手術前には、膝痛のヒアルロン酸注射やPRP療法などの保存療法を十分に試みることが重要です。
手術の種類|TKAとUKAの違い
人工膝関節置換術には大きく分けて2つの術式があります。
| 項目 | TKA(全置換術) | UKA(片側置換術) |
|---|---|---|
| 置換範囲 | 関節全体 | 内側または外側のみ |
| 手術時間 | 1.5〜2.5時間 | 1〜1.5時間 |
| 切開の大きさ | 15〜20cm | 8〜10cm |
| 入院期間 | 2〜4週間 | 1〜2週間 |
| 術後の可動域 | 110〜120度程度 | 130度以上も可能 |
| 適応 | 広範囲の軟骨損傷 | 限局性の軟骨損傷 |
| 耐用年数 | 15〜20年以上 | 10〜15年 |
座間総合病院の情報によると、TKAは最も一般的で確実な方法ですが、UKA(単顆型置換術)は手術侵襲が小さく回復が早いのが特徴です。UKAは膝の片側(主に内側)のみが損傷している場合に適応されます。
費用と医療費助成制度
康心会汐見台病院の情報によると、人工膝関節置換術にかかる費用は以下のとおりです。
手術費用の目安:
- 総医療費:約180〜250万円
- 3割負担の場合:約55〜75万円
- 1割負担の場合:約18〜25万円
高額療養費制度の活用:
高額療養費制度を利用することで、自己負担額を大幅に抑えることができます。年収約370〜770万円の方の場合、1か月の自己負担限度額は約8〜9万円程度です。事前に「限度額適用認定証」を申請しておくと、窓口での支払いが限度額までに抑えられます。
その他の助成制度:
- 身体障害者手帳の取得:人工関節置換後は身体障害者等級に該当する場合があり、更生医療として医療費の助成が受けられます
- 民間医療保険:手術給付金や入院給付金の対象になることが多いため、加入している保険を確認しましょう
- 医療費控除:確定申告で還付を受けられます
入院期間とリハビリの流れ
リペアセルクリニックの解説を参考に、術後の回復過程を詳しく説明します。
入院中のスケジュール(約2〜4週間):
- 手術翌日〜:ベッド上での足首の運動、膝の曲げ伸ばし開始
- 術後2〜3日:車椅子での移動、歩行器を使った歩行訓練開始
- 術後1週:杖を使った歩行訓練、階段昇降の練習
- 術後2〜3週:杖なし歩行を目指す、退院に向けた日常動作の訓練
- 術後3〜4週:退院(施設により異なる)
退院後のリハビリ(3〜6か月):
退院後は外来リハビリに週1〜2回通いながら、自宅でも運動を継続します。デスクワークへの復帰は退院後1〜2週間で可能ですが、重労働や長時間の立ち仕事は3か月程度の休養が必要です。
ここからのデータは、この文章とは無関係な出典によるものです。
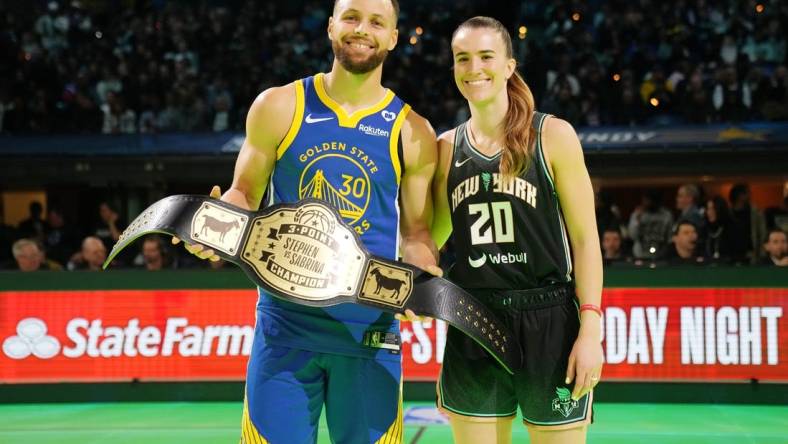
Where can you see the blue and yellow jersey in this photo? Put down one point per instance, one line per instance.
(353, 162)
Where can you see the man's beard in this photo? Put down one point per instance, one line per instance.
(357, 66)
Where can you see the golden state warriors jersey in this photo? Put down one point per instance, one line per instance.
(352, 162)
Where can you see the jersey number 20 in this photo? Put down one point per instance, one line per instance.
(502, 229)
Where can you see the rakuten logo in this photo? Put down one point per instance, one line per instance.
(93, 339)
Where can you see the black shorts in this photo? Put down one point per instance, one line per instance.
(547, 322)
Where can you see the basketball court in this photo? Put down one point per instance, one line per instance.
(213, 422)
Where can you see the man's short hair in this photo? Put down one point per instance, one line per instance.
(394, 3)
(693, 191)
(737, 190)
(683, 222)
(773, 230)
(19, 245)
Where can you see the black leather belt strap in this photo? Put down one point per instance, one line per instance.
(304, 253)
(530, 299)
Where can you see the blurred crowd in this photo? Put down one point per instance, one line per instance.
(161, 66)
(697, 230)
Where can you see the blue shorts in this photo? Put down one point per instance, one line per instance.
(287, 387)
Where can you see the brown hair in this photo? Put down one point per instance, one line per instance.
(518, 131)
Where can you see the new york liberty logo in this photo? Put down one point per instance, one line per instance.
(486, 180)
(564, 402)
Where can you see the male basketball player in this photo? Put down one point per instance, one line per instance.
(343, 138)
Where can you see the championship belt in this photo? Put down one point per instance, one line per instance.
(304, 253)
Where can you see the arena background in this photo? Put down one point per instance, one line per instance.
(107, 106)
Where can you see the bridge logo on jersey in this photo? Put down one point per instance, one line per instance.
(339, 176)
(218, 227)
(386, 284)
(304, 252)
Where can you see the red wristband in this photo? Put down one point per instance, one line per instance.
(591, 307)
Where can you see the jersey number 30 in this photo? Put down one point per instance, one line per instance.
(502, 229)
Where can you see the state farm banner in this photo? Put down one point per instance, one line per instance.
(120, 335)
(650, 334)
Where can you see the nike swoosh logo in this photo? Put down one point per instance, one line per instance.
(459, 164)
(476, 263)
(310, 119)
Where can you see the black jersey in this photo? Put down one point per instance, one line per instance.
(507, 234)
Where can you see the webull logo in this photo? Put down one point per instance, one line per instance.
(90, 338)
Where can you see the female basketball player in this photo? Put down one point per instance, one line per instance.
(513, 192)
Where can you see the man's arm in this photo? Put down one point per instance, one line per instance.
(441, 223)
(420, 157)
(268, 121)
(576, 196)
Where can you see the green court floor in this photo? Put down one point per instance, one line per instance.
(209, 422)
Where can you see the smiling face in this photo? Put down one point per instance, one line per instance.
(362, 32)
(481, 64)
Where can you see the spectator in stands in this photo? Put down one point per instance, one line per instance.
(719, 230)
(34, 226)
(695, 99)
(155, 256)
(683, 247)
(90, 257)
(749, 226)
(110, 225)
(650, 227)
(608, 215)
(688, 198)
(776, 247)
(7, 237)
(776, 106)
(777, 216)
(29, 257)
(732, 99)
(60, 240)
(612, 247)
(67, 66)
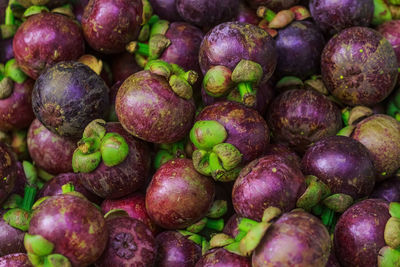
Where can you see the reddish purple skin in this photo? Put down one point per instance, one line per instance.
(364, 72)
(301, 117)
(16, 110)
(75, 227)
(124, 178)
(45, 39)
(109, 25)
(359, 233)
(295, 239)
(220, 257)
(334, 16)
(271, 181)
(148, 108)
(134, 205)
(15, 260)
(230, 42)
(130, 243)
(176, 250)
(178, 196)
(246, 129)
(391, 31)
(343, 164)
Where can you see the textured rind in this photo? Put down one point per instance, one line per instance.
(380, 134)
(359, 233)
(75, 227)
(359, 67)
(109, 25)
(295, 239)
(124, 178)
(45, 39)
(178, 196)
(302, 117)
(67, 97)
(147, 108)
(16, 110)
(49, 151)
(271, 181)
(343, 164)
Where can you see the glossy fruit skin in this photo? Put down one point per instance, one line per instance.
(16, 110)
(67, 96)
(35, 52)
(49, 151)
(176, 250)
(297, 238)
(354, 245)
(147, 108)
(109, 25)
(141, 249)
(124, 178)
(301, 117)
(178, 196)
(380, 134)
(270, 181)
(364, 73)
(75, 227)
(343, 164)
(334, 16)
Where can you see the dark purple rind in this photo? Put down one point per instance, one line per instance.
(49, 151)
(144, 251)
(359, 233)
(246, 129)
(16, 110)
(334, 16)
(147, 108)
(67, 97)
(295, 239)
(271, 181)
(359, 67)
(109, 25)
(302, 117)
(176, 250)
(45, 39)
(124, 178)
(178, 196)
(75, 227)
(343, 164)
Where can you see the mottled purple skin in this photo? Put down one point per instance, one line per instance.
(343, 164)
(334, 16)
(74, 225)
(220, 257)
(391, 31)
(299, 48)
(302, 117)
(109, 25)
(380, 134)
(246, 129)
(178, 196)
(67, 97)
(148, 108)
(49, 151)
(176, 250)
(295, 239)
(230, 42)
(124, 178)
(166, 9)
(271, 181)
(359, 67)
(16, 110)
(359, 233)
(45, 39)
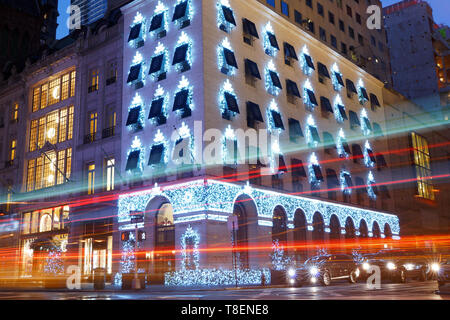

術後のリハビリでは、自宅でできるストレッチと筋トレの知識が役立ちます。
手術のリスクと術後の生活制限
人工膝関節置換術は安全性の高い手術ですが、以下のリスクを理解しておく必要があります。
- 感染症(約1%): 最も注意が必要な合併症。術後数年経ってから発生する遅発性感染もある
- 深部静脈血栓症(約2〜5%): 弾性ストッキングや抗凝固薬で予防
- 人工関節のゆるみ: 10〜20年で再置換が必要になることがある
- 膝の可動域制限: 正座は困難になることが多い(120度以上の深屈曲が必要)
術後の生活では、正座やしゃがみ込み、衝撃の大きいスポーツ(ジョギング、テニスなど)は制限されますが、ウォーキング、水泳、ゴルフ、サイクリングなどの低衝撃スポーツは推奨されます。

まとめ
人工膝関節置換術は、末期の変形性膝関節症に対して最も確実な痛みの軽減効果が期待できる手術です。高額療養費制度を活用すれば費用負担は月額8〜9万円程度に抑えられ、術後2〜4週間で退院し、3〜6か月のリハビリを経て日常生活に復帰できます。手術のタイミングや術式の選択は整形外科専門医と十分に相談して決定しましょう。